I’ve created a new course for the Arizona State University’s online program, on digital media literacy. It’s a follow-up to an earlier course that focuses on media “consumption” (a word I dislike in this context even though it’s so widely used); I urge students to be active users of media rather than mere consumers.
This course, based in part on my last book, Mediactive, focuses on media creation, and its natural extension, given the digital tools we’re now using: collaboration. Among the requirements will be registering a domain name; contributing to Wikipedia, blogging, and more.
Unlike standard university courses, the online program runs for 7 weeks at a time. Here’s an outline of what we’ll be doing this spring — and if you see something I should add, please let me know:
Introduction to the course; some media history and basic concepts of media literacy from the consumption side. Also, why everyone should be a creator of media, not just a consumer; and why almost everyone actually is a creator when we think about it.
Who controls the media; why you need a digital home base.
Your ability to be a media creator increasingly depends on other people’s decisions, but also on your own. It’s essential to understand how centralized operations like Facebook and Twitter, plus a host of laws and regulations (and other factors), affect this. We’ll explore the issue of control. We’ll also look at why you should create your own online presence, owned entirely by you.
Principles – and tactics – for creating media with integrity: Thoroughness, Accuracy, Fairness, Independence, Transparency. I want to encourage everyone to take a long, hard look at these principles and why they matter. Then we’ll look at the tools, some of which you’re already using and others that will probably be new to you. The goal is to help you create media in a way that will engage others and help ensure that they trust what you create. We’ll look at principles and tactics/tools for media creation; registering an Internet domain; using content management systems; and more.
Collaboration. Online media creators are using tools that are inherently collaborative. So we’re turning not just from consumers into creators, but also into collaborators. We do it unconsciously on Facebook, and deliberately on Wikipedia. We’ll explore the new world of collaboration.

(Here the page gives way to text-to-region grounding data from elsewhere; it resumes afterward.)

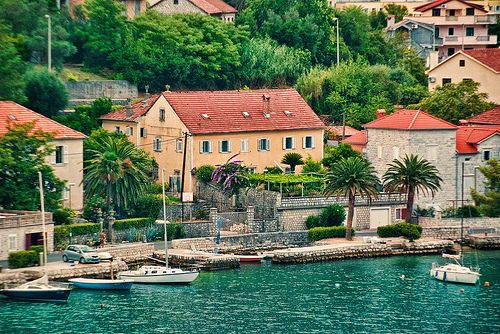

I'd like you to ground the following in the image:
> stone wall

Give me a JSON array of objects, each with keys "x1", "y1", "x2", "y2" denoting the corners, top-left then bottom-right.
[
  {"x1": 419, "y1": 217, "x2": 500, "y2": 240},
  {"x1": 466, "y1": 235, "x2": 500, "y2": 249},
  {"x1": 65, "y1": 80, "x2": 138, "y2": 101}
]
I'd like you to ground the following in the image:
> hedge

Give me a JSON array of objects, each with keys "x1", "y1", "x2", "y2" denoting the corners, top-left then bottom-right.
[
  {"x1": 377, "y1": 223, "x2": 422, "y2": 241},
  {"x1": 55, "y1": 223, "x2": 101, "y2": 245},
  {"x1": 308, "y1": 226, "x2": 354, "y2": 242},
  {"x1": 113, "y1": 218, "x2": 156, "y2": 231},
  {"x1": 8, "y1": 250, "x2": 39, "y2": 269}
]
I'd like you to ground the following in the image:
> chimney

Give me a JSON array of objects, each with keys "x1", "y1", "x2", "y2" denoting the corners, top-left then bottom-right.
[
  {"x1": 387, "y1": 15, "x2": 395, "y2": 28},
  {"x1": 262, "y1": 94, "x2": 270, "y2": 114},
  {"x1": 126, "y1": 98, "x2": 133, "y2": 117},
  {"x1": 165, "y1": 84, "x2": 171, "y2": 92},
  {"x1": 458, "y1": 120, "x2": 469, "y2": 126},
  {"x1": 376, "y1": 109, "x2": 386, "y2": 119}
]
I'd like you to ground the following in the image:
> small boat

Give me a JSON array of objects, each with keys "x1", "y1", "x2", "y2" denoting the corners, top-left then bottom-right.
[
  {"x1": 68, "y1": 278, "x2": 133, "y2": 290},
  {"x1": 118, "y1": 266, "x2": 199, "y2": 284},
  {"x1": 0, "y1": 274, "x2": 71, "y2": 302},
  {"x1": 238, "y1": 255, "x2": 265, "y2": 263},
  {"x1": 430, "y1": 253, "x2": 481, "y2": 285}
]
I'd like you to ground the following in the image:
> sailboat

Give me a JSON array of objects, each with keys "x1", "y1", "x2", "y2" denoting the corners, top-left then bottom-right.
[
  {"x1": 117, "y1": 169, "x2": 199, "y2": 284},
  {"x1": 68, "y1": 260, "x2": 133, "y2": 290},
  {"x1": 429, "y1": 161, "x2": 481, "y2": 285},
  {"x1": 0, "y1": 172, "x2": 72, "y2": 302}
]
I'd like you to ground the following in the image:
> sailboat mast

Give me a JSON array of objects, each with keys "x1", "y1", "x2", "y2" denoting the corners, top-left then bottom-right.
[
  {"x1": 161, "y1": 169, "x2": 168, "y2": 269},
  {"x1": 38, "y1": 171, "x2": 48, "y2": 266},
  {"x1": 460, "y1": 161, "x2": 465, "y2": 264}
]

Copyright and its impact on media creators. Copyright, a key element of the control topic we raised in Week 2, was designed to encourage creative activities, but has morphed into a system that is primarily used to control how we can view and use content. We’ll look at the overall system and how it applies to media creators – especially in the context of “fair use” – and learn about alternatives to traditional copyright, including the Creative Commons license. We’ll also look at ways to avoid problems when using other people’s content in our own work.
WEEK 6: April 21-26
Ethics and law. It’s essential that we create media in ethical ways, as we discussed earlier. But it’s also vital to understand the nuances of online creation and conversation from a variety of ethical standpoints. One is the longevity of information; what we say and do today can haunt us years from now, and even if we don’t post it ourselves someone else may do it for us. Do we need new norms? Meanwhile, media creators need to understand the various ways they can get into trouble with their online discourse, apart from the copyright thicket. Defamation is real, and it’s dangerous. And the law is sometimes used to stifle legitimate speech.
WEEK 7: April 28-May 2
Security and safety; a look ahead. Being online means taking risks, as recent news stories about government surveillance and corporate hacking have revealed. How do we protect ourselves? How do we protect the people we work with? We’ll look at the risks and some of the tools that we need to deploy.